Sobre o comportamento ecoico e linguagem de sinais: uma “nova” categoria?

O conceito mister de comportamento verbal para Skinner (1957) é que ele é um comportamento operante como qualquer outro, com a caraterística cabal de ser mediado socialmente por um ouvinte (Abreu & Hübner, 2012; Cruvinel & Hübner, 2010; Hübner, 2013; Plavnick & Normand, 2013).

Possui diversas dimensões, isto é, pode ser falado/audível, impresso/visual, motor/tátil, admitindo que seja vocal, escrito, gestual, pictográfico… se houver mediação social e respeitar os princípios do comportamento operante, desde uma expressão facial até um complexo texto como O Lobo da Estepe de Herman Hesse são comportamentos verbais e podem servir como unidades de análise se respeitar as categorias propostas por Skinner no Verbal Behavior (1957).

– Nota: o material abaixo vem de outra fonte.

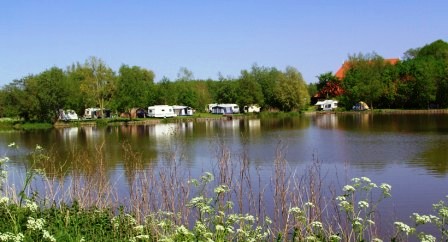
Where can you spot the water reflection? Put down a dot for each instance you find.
(399, 149)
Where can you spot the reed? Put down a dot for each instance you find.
(234, 201)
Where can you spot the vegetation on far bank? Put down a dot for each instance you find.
(419, 81)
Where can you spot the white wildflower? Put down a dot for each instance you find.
(142, 237)
(219, 227)
(309, 204)
(426, 238)
(335, 238)
(4, 200)
(403, 227)
(421, 219)
(221, 189)
(295, 210)
(35, 224)
(316, 224)
(363, 204)
(346, 205)
(348, 188)
(31, 205)
(386, 189)
(311, 238)
(366, 179)
(139, 229)
(48, 236)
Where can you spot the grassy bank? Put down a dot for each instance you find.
(229, 203)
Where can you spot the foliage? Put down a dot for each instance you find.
(134, 86)
(420, 80)
(213, 217)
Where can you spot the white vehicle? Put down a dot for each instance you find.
(161, 111)
(327, 105)
(226, 108)
(252, 108)
(210, 106)
(91, 113)
(182, 110)
(68, 115)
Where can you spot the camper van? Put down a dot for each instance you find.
(252, 108)
(68, 115)
(183, 110)
(326, 105)
(225, 109)
(93, 113)
(161, 111)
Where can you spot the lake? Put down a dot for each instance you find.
(407, 151)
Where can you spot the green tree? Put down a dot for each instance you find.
(98, 84)
(45, 94)
(134, 85)
(249, 90)
(363, 81)
(267, 79)
(291, 91)
(329, 85)
(13, 99)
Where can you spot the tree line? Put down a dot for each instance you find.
(418, 81)
(38, 97)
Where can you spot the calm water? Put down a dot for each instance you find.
(410, 152)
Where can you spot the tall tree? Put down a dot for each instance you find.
(134, 85)
(249, 90)
(329, 85)
(363, 81)
(291, 91)
(99, 81)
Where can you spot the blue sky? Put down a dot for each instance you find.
(211, 37)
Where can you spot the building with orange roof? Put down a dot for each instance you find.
(340, 74)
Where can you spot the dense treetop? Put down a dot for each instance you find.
(420, 80)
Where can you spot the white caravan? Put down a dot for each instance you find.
(225, 109)
(182, 110)
(252, 108)
(327, 105)
(161, 111)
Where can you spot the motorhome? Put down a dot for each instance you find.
(210, 106)
(326, 105)
(93, 113)
(254, 108)
(182, 110)
(161, 111)
(225, 109)
(68, 115)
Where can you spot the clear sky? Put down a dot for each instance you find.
(211, 37)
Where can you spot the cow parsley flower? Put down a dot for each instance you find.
(348, 188)
(363, 204)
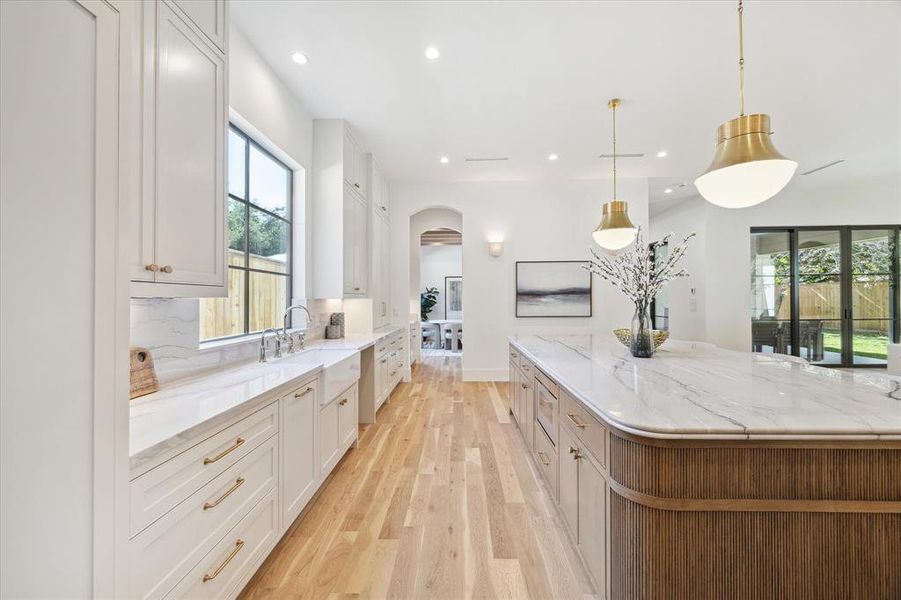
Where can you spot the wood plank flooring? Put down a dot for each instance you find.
(439, 500)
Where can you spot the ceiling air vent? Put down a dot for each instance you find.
(633, 155)
(826, 166)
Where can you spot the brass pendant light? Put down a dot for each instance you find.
(746, 169)
(615, 231)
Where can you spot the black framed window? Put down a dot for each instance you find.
(259, 243)
(827, 294)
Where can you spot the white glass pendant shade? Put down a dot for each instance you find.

Essas categorias são divididas, basicamente, em Mando, Ecoico, Textual[1], Intraverbal e Tato, no que contempla os operantes verbais de primeira ordem; e autoclítico, como operante verbal de segunda ordem.

Podendo admitir as dimensões mencionadas acima, qualquer comunidade verbal e qualquer tipo de comportamento verbal poderia ser analisado de acordo com a proposta de Skinner (1957), seja o comportamento falado e ouvido da nossa comunidade verbal, sejam as Libras dos surdos-mudos seja o braile dos indivíduos com deficiência visual.

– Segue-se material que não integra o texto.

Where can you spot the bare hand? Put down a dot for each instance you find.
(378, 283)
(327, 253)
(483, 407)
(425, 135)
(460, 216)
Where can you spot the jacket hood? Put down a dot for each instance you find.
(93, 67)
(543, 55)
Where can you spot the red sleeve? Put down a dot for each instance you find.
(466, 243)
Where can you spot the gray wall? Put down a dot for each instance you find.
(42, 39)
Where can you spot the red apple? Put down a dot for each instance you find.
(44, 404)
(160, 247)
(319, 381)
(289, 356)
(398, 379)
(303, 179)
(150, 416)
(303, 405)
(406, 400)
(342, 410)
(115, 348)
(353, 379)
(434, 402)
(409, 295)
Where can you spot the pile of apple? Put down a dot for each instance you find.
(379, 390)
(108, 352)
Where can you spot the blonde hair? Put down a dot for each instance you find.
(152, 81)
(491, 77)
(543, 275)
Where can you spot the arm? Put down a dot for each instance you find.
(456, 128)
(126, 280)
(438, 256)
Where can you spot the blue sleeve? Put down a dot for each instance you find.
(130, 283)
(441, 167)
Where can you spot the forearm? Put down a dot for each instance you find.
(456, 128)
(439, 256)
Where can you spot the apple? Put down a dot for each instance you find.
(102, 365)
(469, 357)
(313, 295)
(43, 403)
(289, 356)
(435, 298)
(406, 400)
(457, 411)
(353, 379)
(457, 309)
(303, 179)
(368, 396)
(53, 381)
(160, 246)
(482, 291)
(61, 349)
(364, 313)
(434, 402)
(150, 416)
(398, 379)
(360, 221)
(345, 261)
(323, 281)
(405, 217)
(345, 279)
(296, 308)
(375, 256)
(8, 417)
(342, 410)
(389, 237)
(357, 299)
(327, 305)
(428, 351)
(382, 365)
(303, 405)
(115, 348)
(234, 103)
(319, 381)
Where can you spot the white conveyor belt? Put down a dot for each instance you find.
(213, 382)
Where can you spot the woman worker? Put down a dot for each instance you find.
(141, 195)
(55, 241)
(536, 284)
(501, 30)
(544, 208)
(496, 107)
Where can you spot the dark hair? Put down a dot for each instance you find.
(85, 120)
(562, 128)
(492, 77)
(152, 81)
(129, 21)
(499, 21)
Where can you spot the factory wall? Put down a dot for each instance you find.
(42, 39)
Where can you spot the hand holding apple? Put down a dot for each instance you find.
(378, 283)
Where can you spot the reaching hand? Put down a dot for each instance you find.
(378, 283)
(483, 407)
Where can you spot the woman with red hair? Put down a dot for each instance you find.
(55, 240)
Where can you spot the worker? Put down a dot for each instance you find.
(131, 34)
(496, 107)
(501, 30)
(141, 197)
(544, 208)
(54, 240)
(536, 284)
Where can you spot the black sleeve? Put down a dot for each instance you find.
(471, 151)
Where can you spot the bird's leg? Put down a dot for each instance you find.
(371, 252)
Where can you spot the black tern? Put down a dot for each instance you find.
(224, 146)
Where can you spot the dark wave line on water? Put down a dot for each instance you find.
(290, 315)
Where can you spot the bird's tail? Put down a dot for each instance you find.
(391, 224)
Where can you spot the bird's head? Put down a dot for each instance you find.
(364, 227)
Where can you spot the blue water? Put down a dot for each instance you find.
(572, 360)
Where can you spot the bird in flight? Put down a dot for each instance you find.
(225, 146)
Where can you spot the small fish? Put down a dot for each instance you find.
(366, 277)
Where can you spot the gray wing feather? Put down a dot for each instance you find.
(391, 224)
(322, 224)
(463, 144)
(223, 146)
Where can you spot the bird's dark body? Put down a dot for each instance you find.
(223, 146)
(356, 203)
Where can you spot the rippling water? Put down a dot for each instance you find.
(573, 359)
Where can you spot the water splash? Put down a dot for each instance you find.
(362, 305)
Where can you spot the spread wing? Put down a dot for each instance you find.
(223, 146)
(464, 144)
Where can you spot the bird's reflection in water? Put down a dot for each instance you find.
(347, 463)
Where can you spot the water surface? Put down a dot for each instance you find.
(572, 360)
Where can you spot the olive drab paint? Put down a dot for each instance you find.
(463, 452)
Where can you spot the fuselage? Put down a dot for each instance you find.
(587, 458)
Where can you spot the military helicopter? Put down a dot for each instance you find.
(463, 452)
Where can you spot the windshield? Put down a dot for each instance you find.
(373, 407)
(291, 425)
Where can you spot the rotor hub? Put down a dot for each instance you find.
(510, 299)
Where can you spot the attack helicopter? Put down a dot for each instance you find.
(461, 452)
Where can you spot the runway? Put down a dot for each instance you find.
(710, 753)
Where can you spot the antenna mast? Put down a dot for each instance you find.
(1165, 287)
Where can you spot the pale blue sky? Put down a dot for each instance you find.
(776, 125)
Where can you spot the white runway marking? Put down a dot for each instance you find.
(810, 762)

Por Verbal Behavior ser uma obra que não basta ser apenas lida, mas estudada, é natural que tenhamos dificuldades de compreensão e que surjam muitas dúvidas e indagações acerca do tema do que Skinner quer dizer quando nos apresenta essa nova concepção.

O presente texto visa sanar uma dúvida que o autor que vos escreve teve enquanto estudava a obra citada e que recai sobre o conceito skinneriano de um dos operantes verbais primários em específico: o comportamento ecoico. Falaremos da conceituação básica e tentaremos estabelecer uma ponte com um tipo de comportamento verbal gestual em específico: a linguagem de sinais.

O comportamento ecoico é um operante verbal que possui o que Skinner (1957) chama de correspondência ponto a ponto, fazendo parte dos operantes verbais primários que estão sob controle formal (Hübner, Borloti, Almeida & Cruvinel, 2012; Hübner, 2013).

O ecoico tem como princípio básico possuir tanto estímulo verbal como resposta verbal a nível fonético, isto é, sonoro; tanto o estímulo antecedente quanto a resposta deve ser falada. A consequência do comportamento ecoico, é o que Skinner chama de reforçamento educacional (1957), que é um reforçamento social generalizado.

Uma situação que evidencia o comportamento ecoico é, convenientemente, de uma sala de aula em que a professora manda que os alunos repitam o que ela disser: “repitam depois de mim: casa” e os alunos repetem, ponto a ponto: “casa” e há a consequenciação da professora “isso mesmo! Parabéns! Acertaram!”.

Esse operante admite um subtipo que é o comportamento autoecoico. Acontece quando você fica repetindo um número de telefone “mentalmente” até que chegue num aparelho telefônico para discar o número desejado.

Uma das principais funções desse operante verbal é de facilitar a modelagem dos outros operantes verbais de primeira ordem. É como se o ecoico fosse a porta de entrada para os outros operantes acima mencionados (Cruvinel & Hübner, 2010; Abreu & Hübner, 2012).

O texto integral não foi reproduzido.